10. Recipes That Didn’t Make the Cut
[55:09–58:27]
- Listener asks if there's a recipe Samin wanted in the book but couldn’t include.
- Samin shares a story about her ground turkey and zucchini patties (a failed attempt to beat Ottolenghi at his own game), and acknowledges sometimes recipes are left out because “a lot of my food is brown, so it doesn’t like photograph that well.” [57:20]
- Rishi puns: if he wrote a cookbook, it would be called “Only Burgers in the Building.” [56:25]
11. Food Poetry: The Emotional Epicenter
[59:21–62:12]
- At the end, Samin shares a food poem meaningful to her: “Perhaps the World Ends Here” by Joy Harjo.
- “Perhaps the world will end at the kitchen table while we are laughing and crying, eating of the last sweet bite.” — Samin (reading Joy Harjo) [62:09]
- This moving moment encapsulates the episode’s heart: the table is connection, comfort, and the human experience.
Notable Quotes & Memorable Moments
- "At the heart of it, I'm a person who makes things, I create things. I'm so generative. I can't not." — Samin [08:26]
- "What's similar first is me ... my goal in talking about cooking and food on the page is always to invite you in and to make it feel possible." — Samin [10:46]
- "What we eat together matters far less than the fact that we eat together." — Samin (reading) [33:40]
- "In order to create a ritual that continues, it can't kill you every week." — Samin [41:35]
- “There's an invisible, like, step zero that you've put in, which is don’t stress.” — Rishi [47:00]
- “My hope is that I've written it in such a way that ... you can use this herb or that herb ... so I actually am stoked when people change stuff.” — Samin [50:16]

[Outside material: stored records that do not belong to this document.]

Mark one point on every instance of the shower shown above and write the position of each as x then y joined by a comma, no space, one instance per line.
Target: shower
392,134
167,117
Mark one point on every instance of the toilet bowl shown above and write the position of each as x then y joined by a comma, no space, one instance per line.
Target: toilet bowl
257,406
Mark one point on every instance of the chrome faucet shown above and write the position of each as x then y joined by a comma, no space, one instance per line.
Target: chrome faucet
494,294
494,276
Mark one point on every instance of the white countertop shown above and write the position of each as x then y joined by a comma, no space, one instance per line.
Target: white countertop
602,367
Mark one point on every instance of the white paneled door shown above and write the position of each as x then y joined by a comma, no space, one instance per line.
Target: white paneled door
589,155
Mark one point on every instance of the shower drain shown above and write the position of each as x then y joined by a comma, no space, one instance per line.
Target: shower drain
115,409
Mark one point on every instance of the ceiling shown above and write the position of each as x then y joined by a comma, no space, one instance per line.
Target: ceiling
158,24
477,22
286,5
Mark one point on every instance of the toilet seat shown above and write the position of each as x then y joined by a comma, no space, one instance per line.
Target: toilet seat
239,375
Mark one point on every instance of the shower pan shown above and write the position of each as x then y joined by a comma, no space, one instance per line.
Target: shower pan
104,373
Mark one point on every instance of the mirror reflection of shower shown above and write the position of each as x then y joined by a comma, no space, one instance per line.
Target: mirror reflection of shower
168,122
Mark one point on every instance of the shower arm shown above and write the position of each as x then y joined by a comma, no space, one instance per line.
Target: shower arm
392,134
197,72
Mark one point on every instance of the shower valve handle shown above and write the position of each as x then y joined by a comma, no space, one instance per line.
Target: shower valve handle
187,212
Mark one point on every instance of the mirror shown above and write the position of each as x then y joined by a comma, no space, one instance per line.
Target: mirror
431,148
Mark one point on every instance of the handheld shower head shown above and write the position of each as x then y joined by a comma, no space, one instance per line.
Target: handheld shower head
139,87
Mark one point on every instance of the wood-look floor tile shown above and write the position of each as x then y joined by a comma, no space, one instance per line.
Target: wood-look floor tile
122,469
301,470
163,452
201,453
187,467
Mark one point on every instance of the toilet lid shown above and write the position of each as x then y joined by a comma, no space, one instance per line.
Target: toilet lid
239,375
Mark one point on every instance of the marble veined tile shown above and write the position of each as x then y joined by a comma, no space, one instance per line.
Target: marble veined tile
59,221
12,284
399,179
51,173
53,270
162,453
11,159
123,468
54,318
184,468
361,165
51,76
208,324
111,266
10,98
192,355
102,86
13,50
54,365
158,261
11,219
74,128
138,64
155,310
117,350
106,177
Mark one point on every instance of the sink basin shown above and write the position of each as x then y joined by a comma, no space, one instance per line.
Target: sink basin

- "Perhaps the world will end at the kitchen table while we are laughing and crying, eating of the last sweet bite." — Samin (reading Joy Harjo) [62:09]
Important Timestamps
| Time | Segment Description | |------------|--------------------------------------------------------------------| | 00:40 | Rishi & Samin banter about babka from Loquat | | 02:42 | Samin's almond revelations in Sicily | | 06:35 | Transition to live event/book discussion | | 10:46 | Philosophical differences between Salt, Fat, Acid, Heat and Good Things | | 17:25 | Chapter organization—focus on condiments & fridge staples | | 19:20 | Audience Q: fridge/pantry essentials; green sauce & house dressing | | 26:40 | Samin reads about Monday dinners—community & ritual | | 39:18 | Cooking for groups with restrictions: building a menu | | 47:00 | On lowering the stakes for home cooks—'step zero: don’t stress' | | 49:35 | Substitutions, flexibility, and the “Ship of Theseus” in recipes | | 55:09 | Recipes that didn’t make the book | | 59:21 | Samin shares a favorite food poem | | 62:09 | Closing poem—Joy Harjo’s “Perhaps the World Ends Here” |
Tone & Language
The episode is playful, candid, and warm. Samin shares personal vulnerabilities; Rishi balances with humor, gentle teasing, and sincere admiration. Both hosts prioritize accessibility, encouragement, and togetherness. The language is inviting, occasionally self-deprecating, and always focused on demystifying the kitchen.
For Listeners Who Haven’t Tuned In
This episode is a heartwarming blend of storytelling, practical advice, and food philosophy. You’ll learn how Samin’s new cookbook is a love letter to real, everyday cooking and how ritual, even humble, can transform your experience with food and community.
If you walk away with one thing, it’s this: what’s on the table matters, but who’s around it—and how you show up—is what truly nourishes.